International Association
for Cryptologic Research

Succinct non-interactive arguments of knowledge (SNARKs) allow a weak verifier to delegate computation tasks to a powerful prover in a verifiable way. However, most SNARK constructions require the computation tasks to be represented as arithmetic circuits over finite fields, incurring a significant overhead when applied for delegations of modern computer programs, which typically are of $\mathbb{Z}_{2^{64}}$ or $\mathbb{Z}_{2^{32}}$ arithmetics. The only exception is Rinocchio (JoC 2023), which builds the first SNARK for rings and features constant proof size. Due to $\mathbb{Z}_{2^k}$ being lack of large evaluation sets for polynomial interpolations, Rinocchio resorts to Galois ring extensions of $\mathbb{Z}_{2^k}$. However, Rinocchio is designated-verifier and the concrete efficiency is unclear at the moment.

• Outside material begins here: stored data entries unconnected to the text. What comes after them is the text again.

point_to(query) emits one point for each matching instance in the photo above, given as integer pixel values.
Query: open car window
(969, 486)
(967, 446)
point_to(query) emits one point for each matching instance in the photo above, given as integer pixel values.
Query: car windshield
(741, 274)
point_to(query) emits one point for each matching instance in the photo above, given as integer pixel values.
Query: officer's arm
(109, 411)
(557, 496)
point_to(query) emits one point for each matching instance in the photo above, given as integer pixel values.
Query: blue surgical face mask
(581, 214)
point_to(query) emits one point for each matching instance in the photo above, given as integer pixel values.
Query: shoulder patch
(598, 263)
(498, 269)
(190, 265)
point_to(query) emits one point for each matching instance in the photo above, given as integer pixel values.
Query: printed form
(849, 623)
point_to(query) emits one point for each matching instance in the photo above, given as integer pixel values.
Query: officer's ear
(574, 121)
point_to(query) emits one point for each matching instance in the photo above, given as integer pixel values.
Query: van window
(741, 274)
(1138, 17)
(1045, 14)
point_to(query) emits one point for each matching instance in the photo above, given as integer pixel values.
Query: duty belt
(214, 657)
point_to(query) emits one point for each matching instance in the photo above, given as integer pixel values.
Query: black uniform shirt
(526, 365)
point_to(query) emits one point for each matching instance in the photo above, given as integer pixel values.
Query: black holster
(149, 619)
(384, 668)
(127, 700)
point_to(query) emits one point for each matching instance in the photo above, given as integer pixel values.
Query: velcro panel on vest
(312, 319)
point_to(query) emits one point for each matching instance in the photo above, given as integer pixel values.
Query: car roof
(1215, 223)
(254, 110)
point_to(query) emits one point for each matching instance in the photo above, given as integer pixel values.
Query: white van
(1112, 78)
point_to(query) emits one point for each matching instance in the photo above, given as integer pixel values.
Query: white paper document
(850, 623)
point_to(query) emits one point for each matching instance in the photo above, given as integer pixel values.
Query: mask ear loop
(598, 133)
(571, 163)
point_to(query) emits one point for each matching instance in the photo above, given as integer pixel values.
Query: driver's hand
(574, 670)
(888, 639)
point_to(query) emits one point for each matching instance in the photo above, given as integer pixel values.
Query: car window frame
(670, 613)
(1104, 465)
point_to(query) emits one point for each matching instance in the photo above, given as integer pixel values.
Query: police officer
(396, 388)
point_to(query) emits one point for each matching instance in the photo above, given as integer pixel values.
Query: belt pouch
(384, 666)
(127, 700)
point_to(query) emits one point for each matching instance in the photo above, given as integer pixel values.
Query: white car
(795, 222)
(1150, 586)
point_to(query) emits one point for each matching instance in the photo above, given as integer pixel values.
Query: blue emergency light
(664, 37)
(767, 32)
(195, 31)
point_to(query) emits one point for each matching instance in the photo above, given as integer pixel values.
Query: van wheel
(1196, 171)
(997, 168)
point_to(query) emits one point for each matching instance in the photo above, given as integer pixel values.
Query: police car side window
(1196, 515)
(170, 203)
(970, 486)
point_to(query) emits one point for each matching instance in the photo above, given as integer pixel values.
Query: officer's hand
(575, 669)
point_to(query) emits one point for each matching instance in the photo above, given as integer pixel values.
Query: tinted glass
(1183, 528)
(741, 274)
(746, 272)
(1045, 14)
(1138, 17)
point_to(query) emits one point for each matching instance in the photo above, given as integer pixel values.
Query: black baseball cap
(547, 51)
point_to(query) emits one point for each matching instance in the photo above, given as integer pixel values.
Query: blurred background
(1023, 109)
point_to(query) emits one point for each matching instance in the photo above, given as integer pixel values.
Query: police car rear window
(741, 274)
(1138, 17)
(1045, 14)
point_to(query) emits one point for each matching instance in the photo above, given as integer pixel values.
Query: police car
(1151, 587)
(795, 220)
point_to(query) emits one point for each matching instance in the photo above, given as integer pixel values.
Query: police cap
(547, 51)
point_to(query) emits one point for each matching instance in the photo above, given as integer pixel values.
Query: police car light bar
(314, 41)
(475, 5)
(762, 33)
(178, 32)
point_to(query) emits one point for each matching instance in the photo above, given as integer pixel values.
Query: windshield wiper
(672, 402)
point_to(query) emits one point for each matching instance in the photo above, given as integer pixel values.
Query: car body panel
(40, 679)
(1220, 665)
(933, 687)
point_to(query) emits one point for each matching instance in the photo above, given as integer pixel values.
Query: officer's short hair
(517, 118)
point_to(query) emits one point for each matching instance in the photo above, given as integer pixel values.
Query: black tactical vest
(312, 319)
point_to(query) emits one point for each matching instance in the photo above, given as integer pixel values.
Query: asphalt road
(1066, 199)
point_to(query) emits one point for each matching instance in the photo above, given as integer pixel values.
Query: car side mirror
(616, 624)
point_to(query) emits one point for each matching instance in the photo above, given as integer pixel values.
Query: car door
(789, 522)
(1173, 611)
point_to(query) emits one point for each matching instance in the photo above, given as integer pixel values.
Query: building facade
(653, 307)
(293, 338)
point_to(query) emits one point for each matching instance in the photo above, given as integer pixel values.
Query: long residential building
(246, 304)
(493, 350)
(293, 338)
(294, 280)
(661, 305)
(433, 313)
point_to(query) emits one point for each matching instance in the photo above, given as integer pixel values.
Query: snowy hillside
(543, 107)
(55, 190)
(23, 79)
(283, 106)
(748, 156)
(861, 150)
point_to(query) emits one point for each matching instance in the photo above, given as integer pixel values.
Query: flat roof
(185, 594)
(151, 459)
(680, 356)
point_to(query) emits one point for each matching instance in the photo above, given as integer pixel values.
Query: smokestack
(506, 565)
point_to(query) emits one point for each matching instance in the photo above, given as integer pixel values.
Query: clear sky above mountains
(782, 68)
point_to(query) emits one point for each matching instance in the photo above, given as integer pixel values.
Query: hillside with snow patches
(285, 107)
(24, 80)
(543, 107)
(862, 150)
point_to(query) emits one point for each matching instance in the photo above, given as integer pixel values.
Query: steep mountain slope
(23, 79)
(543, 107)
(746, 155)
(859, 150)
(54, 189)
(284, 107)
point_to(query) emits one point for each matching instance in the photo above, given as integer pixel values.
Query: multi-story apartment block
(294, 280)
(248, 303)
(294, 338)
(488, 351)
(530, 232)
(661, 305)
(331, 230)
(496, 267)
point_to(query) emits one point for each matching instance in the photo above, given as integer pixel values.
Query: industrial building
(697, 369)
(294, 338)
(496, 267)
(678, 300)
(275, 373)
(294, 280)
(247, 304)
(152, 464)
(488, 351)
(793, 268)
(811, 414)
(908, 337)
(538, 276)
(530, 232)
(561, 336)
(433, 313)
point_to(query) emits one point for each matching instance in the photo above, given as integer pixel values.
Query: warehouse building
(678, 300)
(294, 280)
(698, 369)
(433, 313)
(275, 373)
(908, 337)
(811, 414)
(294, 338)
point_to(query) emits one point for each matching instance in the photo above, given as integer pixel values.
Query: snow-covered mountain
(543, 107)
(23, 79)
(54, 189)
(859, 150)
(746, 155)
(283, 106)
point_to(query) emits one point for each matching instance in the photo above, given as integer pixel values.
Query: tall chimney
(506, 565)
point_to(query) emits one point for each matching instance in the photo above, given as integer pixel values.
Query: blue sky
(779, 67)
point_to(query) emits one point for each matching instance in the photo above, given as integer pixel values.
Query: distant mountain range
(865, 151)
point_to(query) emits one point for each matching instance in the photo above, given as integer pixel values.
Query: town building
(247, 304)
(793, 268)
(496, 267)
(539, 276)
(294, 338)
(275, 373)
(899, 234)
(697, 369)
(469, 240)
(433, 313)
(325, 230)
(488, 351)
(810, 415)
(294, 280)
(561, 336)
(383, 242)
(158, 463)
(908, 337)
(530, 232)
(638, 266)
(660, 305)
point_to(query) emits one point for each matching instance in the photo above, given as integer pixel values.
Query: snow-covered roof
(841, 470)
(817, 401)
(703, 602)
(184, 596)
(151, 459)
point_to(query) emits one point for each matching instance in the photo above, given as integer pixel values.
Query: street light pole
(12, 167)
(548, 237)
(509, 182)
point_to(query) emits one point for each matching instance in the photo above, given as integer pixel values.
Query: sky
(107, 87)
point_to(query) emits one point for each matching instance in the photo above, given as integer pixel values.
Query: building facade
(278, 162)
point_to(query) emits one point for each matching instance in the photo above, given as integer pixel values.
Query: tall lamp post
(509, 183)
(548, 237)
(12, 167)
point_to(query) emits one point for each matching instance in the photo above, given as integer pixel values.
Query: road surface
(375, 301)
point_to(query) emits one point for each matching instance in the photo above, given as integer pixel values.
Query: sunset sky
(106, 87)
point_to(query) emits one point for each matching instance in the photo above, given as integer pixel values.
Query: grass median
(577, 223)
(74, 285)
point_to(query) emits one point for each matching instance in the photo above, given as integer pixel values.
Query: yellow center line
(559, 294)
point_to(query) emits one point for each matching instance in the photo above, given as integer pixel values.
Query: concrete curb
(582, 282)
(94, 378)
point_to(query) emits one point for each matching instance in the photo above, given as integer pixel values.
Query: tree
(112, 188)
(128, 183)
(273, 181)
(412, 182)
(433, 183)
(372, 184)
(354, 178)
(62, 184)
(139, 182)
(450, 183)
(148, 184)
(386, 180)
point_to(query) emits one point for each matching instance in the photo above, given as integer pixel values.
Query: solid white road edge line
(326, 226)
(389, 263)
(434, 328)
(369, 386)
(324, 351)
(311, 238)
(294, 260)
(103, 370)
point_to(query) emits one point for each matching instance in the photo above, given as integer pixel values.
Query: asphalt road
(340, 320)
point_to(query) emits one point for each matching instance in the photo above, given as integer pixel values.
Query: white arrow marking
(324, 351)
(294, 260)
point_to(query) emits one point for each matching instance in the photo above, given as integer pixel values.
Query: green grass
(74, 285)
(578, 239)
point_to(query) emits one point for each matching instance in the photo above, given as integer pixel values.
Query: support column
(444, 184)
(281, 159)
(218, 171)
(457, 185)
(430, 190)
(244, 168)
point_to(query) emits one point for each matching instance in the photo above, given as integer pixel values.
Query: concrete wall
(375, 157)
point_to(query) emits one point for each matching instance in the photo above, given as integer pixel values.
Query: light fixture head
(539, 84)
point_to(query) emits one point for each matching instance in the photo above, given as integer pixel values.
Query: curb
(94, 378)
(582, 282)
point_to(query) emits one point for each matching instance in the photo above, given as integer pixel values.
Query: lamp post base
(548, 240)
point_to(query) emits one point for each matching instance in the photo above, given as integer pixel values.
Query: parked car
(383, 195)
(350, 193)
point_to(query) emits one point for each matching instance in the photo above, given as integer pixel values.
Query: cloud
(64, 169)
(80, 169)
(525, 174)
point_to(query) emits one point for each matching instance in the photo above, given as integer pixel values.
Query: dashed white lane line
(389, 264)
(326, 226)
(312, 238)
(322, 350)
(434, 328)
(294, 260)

Towards building {\em publicly verifiable} SNARKs for rings $\mathbb{Z}_{2^k}$, we follow the well-established framework of polynomial interactive oracle proofs (IOP)-based SNARKs, and obtain the following results: i) We systematically study the proximity gaps for Reed-Solomon codes over Galois rings. We prove that for Galois rings, the state-of-the-art $(1-\rho)/2$ gap for finite fields given by Ben-Sasson et al. (JACM 2023) still holds. This allows to construct efficient polynomial commitment schemes for Galois rings based on Reed-Solomon codes. ii) We construct efficient polynomial IOPs for rank one constraint systems (R1CS) over $\mathbb{Z}_{2^k}$ via Galois rings. To amortize the overhead of operating on a large Galois ring extension of $\mathbb{Z}_{2^k}$, we make use of the reverse-multiplication friendly embeddings (RMFEs) techniques. iii) Combining the above two ingredients together, we put forward the first {\em publicly verifiable} SNARKs for rings $\mathbb{Z}_{2^k}$ with a transparent setup and plausibly post-quantum security. In addition, we implement and evaluate our constructions. Our evaluations indicate the concrete efficiency is promising, provided that Galois rings operations are optimized well.